I wonder how formal methods can help us move faster with GenAI.

Is it that they can help write formulas faster? That they can help ensure formulas match the system they're modeling faster? If the problem you think formal methods will help with is sloppy code, isn't the verification code going to be sloppy as well, unless some (not sloppy) intelligence carefully confirms that the specification matches the target system, which was the labor that previously made formal methods too expensive? I guess I don't understand how the argument works if code was previously less sloppy and verification was too expensive, and now code is more sloppy, and there's more of it, but somehow the sloppy intelligence will make verification move fast enough to make it worthwhile.

Unless we have some non-sloppy intelligence that's less of a bottleneck on verification than humans, how are we in a better place?

Maybe it's that investing that huge amount of labor of verification by human experts is now worth it because so much code will be produced that uses the verification systems that the investment will now pay off. But that requires creating pretty general verification systems, such as type system verification or something (which is what they seem to be aimed at), rather than individually verifying software systems like the micro-kernel example.

In other words, maybe the play is to invest in reusable verification systems that can be run tons of times on new code and systems. If so, it's surprising that this wasn't always the strategy.

> isn't the verification code going to be sloppy as well

The beauty of formal methods is it doesn't matter if your proof is sloppy. As long as it passes verification, it is correct. And unlike in pure math, the proof that a software system is correct is usually a huge mess of special cases, loop invariants, proofs by induction, and boilerplate that requires a large amount of human labour while providing no insight.

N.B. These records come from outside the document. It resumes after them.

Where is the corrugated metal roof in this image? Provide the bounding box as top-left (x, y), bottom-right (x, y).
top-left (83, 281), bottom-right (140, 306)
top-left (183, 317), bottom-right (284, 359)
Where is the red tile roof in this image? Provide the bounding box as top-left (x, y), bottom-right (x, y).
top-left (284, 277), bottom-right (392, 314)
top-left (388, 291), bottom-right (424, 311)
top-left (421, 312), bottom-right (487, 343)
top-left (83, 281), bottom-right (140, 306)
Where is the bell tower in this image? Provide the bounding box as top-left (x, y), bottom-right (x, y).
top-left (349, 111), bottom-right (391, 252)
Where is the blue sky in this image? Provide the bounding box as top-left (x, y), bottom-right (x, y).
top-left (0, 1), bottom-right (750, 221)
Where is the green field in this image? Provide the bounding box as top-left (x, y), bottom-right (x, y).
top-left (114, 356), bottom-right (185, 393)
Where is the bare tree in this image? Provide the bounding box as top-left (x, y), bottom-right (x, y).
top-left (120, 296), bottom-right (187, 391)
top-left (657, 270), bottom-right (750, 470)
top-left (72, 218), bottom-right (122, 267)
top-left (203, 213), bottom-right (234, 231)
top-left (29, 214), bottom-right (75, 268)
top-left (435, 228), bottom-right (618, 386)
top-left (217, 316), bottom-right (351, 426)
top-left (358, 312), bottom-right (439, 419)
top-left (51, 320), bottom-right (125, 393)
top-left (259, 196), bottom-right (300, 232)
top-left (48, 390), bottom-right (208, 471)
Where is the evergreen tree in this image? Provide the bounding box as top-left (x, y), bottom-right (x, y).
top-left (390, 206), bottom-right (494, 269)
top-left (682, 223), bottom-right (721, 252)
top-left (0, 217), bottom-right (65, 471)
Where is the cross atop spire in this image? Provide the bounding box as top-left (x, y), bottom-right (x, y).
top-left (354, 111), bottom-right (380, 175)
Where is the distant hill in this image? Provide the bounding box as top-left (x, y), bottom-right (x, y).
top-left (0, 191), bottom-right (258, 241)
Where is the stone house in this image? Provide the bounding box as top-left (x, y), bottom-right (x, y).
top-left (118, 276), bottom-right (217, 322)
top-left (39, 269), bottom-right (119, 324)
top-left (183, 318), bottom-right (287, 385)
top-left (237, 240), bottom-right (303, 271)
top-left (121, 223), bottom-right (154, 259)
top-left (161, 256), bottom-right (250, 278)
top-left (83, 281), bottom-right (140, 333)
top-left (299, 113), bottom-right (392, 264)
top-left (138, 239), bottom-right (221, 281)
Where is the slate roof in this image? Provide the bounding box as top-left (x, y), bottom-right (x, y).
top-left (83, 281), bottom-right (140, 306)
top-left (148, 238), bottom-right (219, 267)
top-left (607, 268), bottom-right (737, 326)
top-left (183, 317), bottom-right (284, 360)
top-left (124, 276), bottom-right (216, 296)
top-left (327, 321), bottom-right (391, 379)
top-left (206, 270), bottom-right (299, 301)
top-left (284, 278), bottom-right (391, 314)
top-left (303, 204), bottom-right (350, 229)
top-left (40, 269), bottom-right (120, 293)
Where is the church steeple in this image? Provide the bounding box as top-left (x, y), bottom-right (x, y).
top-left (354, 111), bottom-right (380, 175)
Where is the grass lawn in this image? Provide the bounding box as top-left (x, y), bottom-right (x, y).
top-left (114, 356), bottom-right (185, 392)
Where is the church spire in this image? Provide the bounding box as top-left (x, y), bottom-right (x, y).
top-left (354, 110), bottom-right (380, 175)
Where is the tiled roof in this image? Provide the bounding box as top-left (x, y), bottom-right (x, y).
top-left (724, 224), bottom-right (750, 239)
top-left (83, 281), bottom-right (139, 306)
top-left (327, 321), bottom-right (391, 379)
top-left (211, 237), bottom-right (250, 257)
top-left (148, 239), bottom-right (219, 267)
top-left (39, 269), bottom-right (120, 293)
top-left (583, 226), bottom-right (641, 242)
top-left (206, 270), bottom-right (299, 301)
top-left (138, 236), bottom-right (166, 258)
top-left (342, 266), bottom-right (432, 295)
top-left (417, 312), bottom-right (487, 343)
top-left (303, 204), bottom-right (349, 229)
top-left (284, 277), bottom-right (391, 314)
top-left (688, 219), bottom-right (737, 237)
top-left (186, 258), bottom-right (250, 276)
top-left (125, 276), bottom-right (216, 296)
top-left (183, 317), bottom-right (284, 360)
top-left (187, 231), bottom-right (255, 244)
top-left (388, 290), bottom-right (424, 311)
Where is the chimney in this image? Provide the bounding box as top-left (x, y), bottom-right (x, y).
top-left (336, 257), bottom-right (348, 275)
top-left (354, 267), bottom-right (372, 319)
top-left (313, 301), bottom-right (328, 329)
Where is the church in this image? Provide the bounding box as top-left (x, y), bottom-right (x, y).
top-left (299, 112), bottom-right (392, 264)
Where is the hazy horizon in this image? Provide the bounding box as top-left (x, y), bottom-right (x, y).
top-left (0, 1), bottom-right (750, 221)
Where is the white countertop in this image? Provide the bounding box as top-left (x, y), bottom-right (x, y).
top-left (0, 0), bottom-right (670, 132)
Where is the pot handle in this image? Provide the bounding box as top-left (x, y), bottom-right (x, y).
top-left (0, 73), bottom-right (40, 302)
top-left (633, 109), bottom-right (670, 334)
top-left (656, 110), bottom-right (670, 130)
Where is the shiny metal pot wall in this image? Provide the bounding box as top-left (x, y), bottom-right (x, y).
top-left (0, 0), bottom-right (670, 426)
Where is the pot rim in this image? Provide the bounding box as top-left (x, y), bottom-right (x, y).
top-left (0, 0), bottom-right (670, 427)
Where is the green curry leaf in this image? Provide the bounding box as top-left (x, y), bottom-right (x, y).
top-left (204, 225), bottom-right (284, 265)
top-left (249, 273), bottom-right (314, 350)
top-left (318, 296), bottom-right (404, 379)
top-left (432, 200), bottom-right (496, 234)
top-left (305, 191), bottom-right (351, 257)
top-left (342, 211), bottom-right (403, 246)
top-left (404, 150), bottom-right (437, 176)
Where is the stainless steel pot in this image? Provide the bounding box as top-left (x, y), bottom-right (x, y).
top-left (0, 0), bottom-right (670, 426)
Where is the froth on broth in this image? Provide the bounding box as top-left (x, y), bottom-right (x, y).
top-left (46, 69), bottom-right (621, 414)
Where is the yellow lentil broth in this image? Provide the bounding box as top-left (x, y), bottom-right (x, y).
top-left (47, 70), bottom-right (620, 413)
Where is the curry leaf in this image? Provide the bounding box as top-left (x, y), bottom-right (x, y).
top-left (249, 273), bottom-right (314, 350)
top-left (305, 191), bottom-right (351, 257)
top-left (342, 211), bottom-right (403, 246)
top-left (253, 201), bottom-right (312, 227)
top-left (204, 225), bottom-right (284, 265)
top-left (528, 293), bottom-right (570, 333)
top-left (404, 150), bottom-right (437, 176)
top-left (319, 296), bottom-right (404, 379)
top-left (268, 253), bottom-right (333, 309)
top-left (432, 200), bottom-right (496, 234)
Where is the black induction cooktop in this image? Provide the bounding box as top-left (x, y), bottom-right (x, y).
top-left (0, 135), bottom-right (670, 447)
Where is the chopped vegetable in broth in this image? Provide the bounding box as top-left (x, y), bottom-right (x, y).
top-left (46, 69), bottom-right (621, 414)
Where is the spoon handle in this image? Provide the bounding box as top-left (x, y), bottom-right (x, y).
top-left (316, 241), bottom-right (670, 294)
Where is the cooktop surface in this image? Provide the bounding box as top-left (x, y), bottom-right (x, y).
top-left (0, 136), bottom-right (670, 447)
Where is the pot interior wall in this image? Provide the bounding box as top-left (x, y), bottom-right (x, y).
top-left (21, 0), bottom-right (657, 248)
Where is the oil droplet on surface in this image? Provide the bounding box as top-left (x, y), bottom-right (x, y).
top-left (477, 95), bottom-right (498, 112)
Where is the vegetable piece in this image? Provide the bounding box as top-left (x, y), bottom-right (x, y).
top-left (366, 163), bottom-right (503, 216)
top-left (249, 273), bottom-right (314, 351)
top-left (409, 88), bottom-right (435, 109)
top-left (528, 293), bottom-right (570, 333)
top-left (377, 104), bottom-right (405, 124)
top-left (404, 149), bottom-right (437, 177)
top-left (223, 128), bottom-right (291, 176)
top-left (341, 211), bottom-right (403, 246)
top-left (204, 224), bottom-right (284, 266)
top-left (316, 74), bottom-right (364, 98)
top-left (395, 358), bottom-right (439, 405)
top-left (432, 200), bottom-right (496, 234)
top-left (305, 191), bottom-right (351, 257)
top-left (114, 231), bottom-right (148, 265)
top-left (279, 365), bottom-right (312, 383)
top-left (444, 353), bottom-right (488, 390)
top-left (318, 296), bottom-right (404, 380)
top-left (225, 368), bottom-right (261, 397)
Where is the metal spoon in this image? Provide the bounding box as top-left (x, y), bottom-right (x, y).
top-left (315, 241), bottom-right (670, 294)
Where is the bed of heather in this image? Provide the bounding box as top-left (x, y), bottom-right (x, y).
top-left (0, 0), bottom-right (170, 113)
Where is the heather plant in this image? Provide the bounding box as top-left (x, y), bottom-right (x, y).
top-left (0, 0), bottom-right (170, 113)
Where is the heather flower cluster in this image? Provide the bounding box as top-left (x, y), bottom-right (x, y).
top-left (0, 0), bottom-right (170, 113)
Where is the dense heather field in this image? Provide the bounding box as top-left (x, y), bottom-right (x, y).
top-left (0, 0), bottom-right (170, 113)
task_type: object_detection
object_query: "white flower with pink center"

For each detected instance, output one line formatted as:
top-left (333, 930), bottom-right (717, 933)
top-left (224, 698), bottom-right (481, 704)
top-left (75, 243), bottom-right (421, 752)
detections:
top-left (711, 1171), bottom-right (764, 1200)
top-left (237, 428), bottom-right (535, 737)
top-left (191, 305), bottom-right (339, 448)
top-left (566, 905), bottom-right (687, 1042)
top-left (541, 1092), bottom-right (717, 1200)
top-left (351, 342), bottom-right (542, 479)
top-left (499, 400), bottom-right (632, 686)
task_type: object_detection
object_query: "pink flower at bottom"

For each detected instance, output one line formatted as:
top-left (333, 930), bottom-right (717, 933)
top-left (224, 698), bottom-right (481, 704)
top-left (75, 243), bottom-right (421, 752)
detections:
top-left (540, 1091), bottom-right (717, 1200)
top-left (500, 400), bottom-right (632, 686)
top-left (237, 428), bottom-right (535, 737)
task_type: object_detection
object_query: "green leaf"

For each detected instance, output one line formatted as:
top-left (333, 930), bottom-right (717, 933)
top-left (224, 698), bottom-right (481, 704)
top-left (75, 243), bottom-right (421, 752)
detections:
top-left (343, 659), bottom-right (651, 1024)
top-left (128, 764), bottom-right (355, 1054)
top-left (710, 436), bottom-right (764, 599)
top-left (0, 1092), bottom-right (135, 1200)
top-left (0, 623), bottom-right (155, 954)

Proofs are also brittle: a tiny change in the code can force you to throw your proof away and start from scratch.

To me, the exciting thing about formal methods in the LLM era is it allows humans to offload the difficult and tedious work of writing proofs to a computer. Taken to an extreme, the human could live entirely in the world of a formal specification, and the LLM could generate 100% of the code. The code may be a mess, but if the system proves it satisfies the spec then it can't be wrong.

So, formal methods produce runnable systems, but communication remains the challenge.

If a formal spec is messy, then it's a proof of ... what, exactly?

A formal specification that bridges tech and product, that lets non-technical contributors read and discuss all the logical nuances, directly as operational code, at product's level of abstraction of interest, would transform a lot.

It's no longer a challenge to create code, it's a challenge to create business requirements and translate them into systems.

The spec and proof are separate. In this blog article he mentions seL4 formal verification, where they state that the spec was 4900 lines of Isabelle and the proof was 200K lines. Obviously human has to understand the spec deeply.

There's an information theoretic aspect about generating a proof which is essentially not human readable from 4900 lines of spec. I wonder how much additional signal they're getting out beyond what's in that 4900 lines, and what's the percentage of noise in the 200k lines of proof?

The problem is that generating either code or proofs with LLMs is very expensive, and generating good proofs (I don't mean elegant, I mean proving the most important properties) is probably not very fast, either. Reducing the verification time of a program from 100 years to 10 years or the cost from $1bn to $100m is still not practical enough to become truly mainstream.

Things can be improved when people help guide and focus the LLMs, but these people still need to be formal methods experts.

The general idea is that formal methods are self-verifying, up to a point. Sloppy formal methods simply won't prove.

The point up to which formal methods stops is: do the formally encoded requirements actually encode what I want to be true?

One can make the argument that the requirements is a much smaller surface to verify than that of the entire program.

The counter argument is that figuring out what you want the program to do has always been the hardest part of programming, and that programming in itself is a journey to discover latent requirements.

> One can make the argument that the requirements is a much smaller surface to verify than that of the entire program.

This argument is unfortunately empirically false for any program of any meaningful complexity (>1000 lines, probably even as low as >100 lines ignoring well-defined algorithms and data structures) using current formal methods.

Complete formal specifications are usually multiple times larger than the corresponding source code and encode esoteric propertys necessary for the proof, but which are largely even more impenetrable than a undocumented codebase.

So, it is both harder to figure out if you encoded the desired requirements and it is more complex. Your only advantage is confidence that what you wrote down is proven.

> Complete formal specifications are usually multiple times larger than the corresponding source code and encode esoteric propertys necessary for the proof, but which are largely even more impenetrable than a undocumented codebase.

Is it possible that the spec could be factorised into something higher-level and more modular? If not, can you give a flavour of the type of unavoidable esoteric detail? (One area I can see lots of complications is when dealing with versioned data, especially in multiple interacting systems -- naively, correctness needs to be proven for every combination of versions, even if some are never seen.)

> I wonder how formal methods can help us move faster with GenAI.

Perhaps better the other way around? How GenAI can help us move faster with formal methods.

Rather than improve the quality of new software, there's a mountain of existing codebases that could benefit from this.